Josh Cooley first served as a Pasco County Sheriff’s Deputy, earning his way onto the department SWAT team as a sniper.
His brother, Chris Cooley, said Josh wanted to be a cop since he was a kid.
“Josh … he just wanted to protect and serve, and that’s just who he was,” Cooley said.
Then, 9/11 happened, and Josh joined the U.S. Marine Corps.
“He was a strapping man, and he just had a command presence about him,” Cooley recalled of his brother.
But on July 5, 2005, tragedy struck. As Josh was on patrol in Iraq, an explosion happened next to his vehicle. His body was severely burned, and a piece of shrapnel tore through his brain.
“The doctors told my mother that, that was it. He wasn’t going to make it,” Cooley said.

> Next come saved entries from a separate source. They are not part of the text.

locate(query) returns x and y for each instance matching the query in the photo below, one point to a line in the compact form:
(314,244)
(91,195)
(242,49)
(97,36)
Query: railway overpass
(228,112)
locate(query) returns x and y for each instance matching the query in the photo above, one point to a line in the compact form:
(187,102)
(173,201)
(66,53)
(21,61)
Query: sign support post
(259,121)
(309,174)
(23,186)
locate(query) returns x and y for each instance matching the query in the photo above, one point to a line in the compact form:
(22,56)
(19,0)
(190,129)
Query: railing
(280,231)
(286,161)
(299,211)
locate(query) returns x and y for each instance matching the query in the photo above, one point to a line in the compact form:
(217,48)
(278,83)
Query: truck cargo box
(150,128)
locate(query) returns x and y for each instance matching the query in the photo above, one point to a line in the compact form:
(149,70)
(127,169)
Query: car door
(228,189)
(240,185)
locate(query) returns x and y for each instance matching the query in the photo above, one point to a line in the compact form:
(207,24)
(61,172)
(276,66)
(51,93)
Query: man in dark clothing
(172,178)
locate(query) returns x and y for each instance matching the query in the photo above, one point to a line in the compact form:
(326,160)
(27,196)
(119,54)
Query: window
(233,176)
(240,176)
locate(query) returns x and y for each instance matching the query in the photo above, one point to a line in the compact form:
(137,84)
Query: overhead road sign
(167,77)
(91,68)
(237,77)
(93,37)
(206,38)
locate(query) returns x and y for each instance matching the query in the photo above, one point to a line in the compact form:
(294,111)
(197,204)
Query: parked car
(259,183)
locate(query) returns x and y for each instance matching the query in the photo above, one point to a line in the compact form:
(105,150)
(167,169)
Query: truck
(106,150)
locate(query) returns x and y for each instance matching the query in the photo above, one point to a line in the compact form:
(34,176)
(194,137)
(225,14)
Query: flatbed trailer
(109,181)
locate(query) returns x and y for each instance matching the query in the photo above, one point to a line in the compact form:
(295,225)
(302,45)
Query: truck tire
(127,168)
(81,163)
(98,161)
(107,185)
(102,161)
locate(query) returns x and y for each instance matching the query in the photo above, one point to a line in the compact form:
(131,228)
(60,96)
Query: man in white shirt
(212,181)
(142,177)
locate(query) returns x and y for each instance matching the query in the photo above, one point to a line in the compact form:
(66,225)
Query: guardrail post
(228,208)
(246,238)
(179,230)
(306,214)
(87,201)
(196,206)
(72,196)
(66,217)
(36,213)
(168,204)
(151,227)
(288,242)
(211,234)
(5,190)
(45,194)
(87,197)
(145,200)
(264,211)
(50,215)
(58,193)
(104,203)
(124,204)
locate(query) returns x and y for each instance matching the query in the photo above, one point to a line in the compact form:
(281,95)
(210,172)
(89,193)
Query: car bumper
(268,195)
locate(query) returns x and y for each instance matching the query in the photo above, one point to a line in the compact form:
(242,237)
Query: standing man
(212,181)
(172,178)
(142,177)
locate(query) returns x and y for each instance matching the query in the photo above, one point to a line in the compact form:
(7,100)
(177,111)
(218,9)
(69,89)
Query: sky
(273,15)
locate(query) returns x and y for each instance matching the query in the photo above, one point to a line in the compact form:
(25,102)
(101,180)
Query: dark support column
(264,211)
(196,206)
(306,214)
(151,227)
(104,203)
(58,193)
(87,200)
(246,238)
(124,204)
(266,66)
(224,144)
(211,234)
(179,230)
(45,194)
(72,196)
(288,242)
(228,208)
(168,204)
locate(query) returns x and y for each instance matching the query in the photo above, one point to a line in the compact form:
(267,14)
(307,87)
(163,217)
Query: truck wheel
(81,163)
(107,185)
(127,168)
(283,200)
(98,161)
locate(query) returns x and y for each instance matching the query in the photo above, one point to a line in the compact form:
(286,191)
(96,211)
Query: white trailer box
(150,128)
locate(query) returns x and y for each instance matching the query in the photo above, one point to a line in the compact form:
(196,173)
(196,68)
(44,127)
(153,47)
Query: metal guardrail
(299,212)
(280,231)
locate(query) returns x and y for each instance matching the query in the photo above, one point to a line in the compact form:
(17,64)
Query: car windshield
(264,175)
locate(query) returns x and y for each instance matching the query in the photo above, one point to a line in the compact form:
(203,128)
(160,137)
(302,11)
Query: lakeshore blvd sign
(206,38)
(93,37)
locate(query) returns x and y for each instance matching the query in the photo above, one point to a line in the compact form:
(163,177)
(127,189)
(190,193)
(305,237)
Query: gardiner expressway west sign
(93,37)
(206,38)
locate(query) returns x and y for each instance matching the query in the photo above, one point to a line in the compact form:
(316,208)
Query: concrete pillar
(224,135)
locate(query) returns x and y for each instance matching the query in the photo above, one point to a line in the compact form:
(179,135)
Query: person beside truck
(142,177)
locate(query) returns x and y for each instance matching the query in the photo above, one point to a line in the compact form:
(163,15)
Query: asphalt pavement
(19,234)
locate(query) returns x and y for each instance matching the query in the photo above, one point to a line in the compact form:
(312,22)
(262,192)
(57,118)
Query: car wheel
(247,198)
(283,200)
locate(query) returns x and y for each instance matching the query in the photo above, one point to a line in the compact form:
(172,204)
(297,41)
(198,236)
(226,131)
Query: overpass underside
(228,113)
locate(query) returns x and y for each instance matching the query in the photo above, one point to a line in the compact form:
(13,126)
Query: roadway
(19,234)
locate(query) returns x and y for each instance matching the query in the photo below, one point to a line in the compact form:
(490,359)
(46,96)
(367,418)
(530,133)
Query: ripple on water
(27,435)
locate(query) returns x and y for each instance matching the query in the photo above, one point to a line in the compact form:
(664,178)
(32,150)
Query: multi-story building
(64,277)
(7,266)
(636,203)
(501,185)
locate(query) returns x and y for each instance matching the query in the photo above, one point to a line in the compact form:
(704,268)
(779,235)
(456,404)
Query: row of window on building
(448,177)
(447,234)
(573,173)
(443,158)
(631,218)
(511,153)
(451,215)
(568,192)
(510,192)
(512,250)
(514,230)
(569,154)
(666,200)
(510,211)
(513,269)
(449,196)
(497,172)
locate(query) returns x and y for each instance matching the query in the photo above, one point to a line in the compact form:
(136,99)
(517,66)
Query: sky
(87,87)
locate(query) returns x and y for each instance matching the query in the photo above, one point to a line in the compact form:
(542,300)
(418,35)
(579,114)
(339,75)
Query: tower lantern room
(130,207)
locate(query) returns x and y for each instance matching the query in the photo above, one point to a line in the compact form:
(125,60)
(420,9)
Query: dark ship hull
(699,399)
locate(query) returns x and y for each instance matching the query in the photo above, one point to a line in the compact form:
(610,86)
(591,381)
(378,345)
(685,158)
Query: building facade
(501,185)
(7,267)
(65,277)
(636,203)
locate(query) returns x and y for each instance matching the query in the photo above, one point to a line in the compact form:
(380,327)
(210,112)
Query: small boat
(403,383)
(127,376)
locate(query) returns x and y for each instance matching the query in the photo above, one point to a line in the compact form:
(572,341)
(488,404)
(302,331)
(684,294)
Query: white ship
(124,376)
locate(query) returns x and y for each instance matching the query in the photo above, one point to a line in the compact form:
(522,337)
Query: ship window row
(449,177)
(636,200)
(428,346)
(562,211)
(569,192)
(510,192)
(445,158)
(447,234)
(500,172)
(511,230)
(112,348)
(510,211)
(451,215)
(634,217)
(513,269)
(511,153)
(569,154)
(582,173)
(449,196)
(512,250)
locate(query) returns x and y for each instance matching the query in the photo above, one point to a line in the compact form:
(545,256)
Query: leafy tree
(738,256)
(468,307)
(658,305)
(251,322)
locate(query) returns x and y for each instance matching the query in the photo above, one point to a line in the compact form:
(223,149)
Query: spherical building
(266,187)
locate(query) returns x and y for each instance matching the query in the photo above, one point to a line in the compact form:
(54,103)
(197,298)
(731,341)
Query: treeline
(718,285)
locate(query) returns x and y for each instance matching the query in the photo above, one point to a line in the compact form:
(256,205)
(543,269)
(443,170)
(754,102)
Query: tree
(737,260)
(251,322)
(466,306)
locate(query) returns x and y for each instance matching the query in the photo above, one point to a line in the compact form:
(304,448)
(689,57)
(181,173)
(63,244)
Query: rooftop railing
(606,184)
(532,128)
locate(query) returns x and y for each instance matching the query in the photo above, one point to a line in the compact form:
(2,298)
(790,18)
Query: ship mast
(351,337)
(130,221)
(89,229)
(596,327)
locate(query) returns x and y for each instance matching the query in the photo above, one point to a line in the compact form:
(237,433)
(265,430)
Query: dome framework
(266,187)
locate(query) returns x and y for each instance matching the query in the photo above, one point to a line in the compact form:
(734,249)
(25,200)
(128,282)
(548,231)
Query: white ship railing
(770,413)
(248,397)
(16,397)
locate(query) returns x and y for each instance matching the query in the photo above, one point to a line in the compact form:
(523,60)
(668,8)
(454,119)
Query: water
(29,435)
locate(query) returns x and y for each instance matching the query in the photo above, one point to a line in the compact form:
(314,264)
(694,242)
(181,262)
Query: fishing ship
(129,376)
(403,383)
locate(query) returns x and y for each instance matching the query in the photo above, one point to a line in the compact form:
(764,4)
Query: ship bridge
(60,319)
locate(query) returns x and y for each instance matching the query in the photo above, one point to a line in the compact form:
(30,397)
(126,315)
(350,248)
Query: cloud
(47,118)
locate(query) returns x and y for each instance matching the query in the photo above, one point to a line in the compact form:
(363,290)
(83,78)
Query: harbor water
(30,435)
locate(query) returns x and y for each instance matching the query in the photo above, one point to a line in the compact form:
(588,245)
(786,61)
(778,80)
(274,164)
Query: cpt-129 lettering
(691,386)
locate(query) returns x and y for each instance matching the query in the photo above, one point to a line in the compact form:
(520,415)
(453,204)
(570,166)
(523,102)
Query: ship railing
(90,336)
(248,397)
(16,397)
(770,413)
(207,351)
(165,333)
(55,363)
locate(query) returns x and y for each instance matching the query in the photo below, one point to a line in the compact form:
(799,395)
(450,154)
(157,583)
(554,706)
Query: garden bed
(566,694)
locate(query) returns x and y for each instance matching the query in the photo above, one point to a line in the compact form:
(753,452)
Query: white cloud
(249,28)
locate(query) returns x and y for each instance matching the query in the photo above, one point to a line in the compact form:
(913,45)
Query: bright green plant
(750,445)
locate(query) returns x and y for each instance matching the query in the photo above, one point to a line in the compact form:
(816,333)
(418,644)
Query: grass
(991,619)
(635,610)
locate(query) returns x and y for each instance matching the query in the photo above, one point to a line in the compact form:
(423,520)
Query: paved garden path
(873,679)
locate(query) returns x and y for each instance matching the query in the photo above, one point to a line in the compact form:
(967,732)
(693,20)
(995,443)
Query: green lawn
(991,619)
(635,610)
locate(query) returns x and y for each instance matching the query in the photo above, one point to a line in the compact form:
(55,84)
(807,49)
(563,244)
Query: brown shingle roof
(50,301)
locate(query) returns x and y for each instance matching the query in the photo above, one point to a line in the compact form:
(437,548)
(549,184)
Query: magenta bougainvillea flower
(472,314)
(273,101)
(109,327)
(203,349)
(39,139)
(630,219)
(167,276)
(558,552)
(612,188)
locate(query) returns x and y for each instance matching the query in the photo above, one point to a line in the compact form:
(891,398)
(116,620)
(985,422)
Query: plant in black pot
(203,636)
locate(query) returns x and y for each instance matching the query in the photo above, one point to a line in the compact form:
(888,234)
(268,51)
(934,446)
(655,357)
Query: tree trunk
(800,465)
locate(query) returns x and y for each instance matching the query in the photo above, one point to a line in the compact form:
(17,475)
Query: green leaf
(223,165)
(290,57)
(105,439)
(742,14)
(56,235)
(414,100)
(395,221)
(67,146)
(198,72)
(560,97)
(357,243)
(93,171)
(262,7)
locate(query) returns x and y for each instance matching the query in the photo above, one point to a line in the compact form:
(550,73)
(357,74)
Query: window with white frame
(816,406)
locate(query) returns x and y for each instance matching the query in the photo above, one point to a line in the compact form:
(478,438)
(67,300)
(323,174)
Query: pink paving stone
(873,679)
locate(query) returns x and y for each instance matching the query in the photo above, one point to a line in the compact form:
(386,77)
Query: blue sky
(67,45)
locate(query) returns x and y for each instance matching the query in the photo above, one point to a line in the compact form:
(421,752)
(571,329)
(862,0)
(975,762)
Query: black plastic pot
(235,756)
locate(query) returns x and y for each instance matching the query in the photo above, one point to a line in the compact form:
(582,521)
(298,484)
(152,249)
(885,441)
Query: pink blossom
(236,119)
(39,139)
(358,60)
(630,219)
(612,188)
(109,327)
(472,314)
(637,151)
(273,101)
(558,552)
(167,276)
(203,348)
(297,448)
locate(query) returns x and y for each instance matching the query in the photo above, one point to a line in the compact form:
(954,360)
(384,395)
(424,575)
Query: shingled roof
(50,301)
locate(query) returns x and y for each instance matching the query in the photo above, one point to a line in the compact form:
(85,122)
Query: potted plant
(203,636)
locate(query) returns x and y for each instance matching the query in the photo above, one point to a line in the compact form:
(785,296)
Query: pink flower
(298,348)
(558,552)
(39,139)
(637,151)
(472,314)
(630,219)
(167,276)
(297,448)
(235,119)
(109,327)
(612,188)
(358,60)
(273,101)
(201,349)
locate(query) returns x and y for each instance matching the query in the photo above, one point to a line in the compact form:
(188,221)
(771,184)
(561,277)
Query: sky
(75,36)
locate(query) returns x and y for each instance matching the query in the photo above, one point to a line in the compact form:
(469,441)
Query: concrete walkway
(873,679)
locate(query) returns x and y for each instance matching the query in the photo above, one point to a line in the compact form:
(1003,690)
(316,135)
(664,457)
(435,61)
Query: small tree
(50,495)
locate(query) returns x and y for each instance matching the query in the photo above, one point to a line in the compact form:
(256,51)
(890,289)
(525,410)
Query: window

His mother flew to a U.S. Military hospital in Germany to be by her son’s side. The doctors told her if Josh did live, he would likely never walk or talk again. The shrapnel had removed the frontal lobes of his brain.
At his side in the hospital, somehow, Josh reached up and grabbed his mother’s arm to let her know he was aware she was there.
She asked him to hold up one finger for yes – two fingers for no. He indicated he knew who she was and why she was there.
The recovery was not easy. Josh’s mother had to fight for her son’s health care. She refused to put him in an assisted living facility.
A special home was built for Josh. His mother worked with him every day, and he somehow managed to learn to walk again and talk again.
“There’s a lot of Veterans out there who know how bureaucratic the VA system is, and my mother would not accept the word ‘no’ when it came to Josh’s care,” Cooley said.
At Josh’s home are photos of him serving as a Marine. There are also photos on the wall of him after the injury, standing next to country music star Toby Keith.
The music legend invited Josh on stage for a concert not long after his injury. Josh could only get on the stage in a wheelchair.
As he fought through his recovery, Toby Keith kept inviting Josh back for concerts when he was in town. Eventually, Josh didn’t need the wheelchair, and he walked up to Keith. Josh’s family says they saw Keith shed a tear at the sight.
This week, after a long battle, Josh passed away. Tuesday, an escort of law enforcement officers led his casket to a funeral home in Clearwater.
Now, there is a new problem. Josh’s family and friends are worried his mother will not be able to stay in the home where she helped Josh every day for the past 18 years.
“She’s in big trouble because the house was built for him at no cost. He doesn’t pay taxes as a critically wounded veteran,” said Beverly Young, the wife of former Congressman Bill Young. Together they fought for Josh and his mother to get their benefits.
Young said now that Josh has died, his mother will no longer receive his benefits.
“They lived off of his benefits, and now that he has passed, his benefits have ceased, and she’s living in the house that she took care of her son in, and she has absolutely no income whatsoever,” said Young.
Without an income, it’s unlikely she will be able to pay the taxes on the home, or its water, electricity and homeowners insurance.
“She doesn’t get any military benefits because she’s a mother and he was medically retired, and so there are no benefits available to her, other than some burial benefits,” said Young.
Right now, there is no plan in place to help her.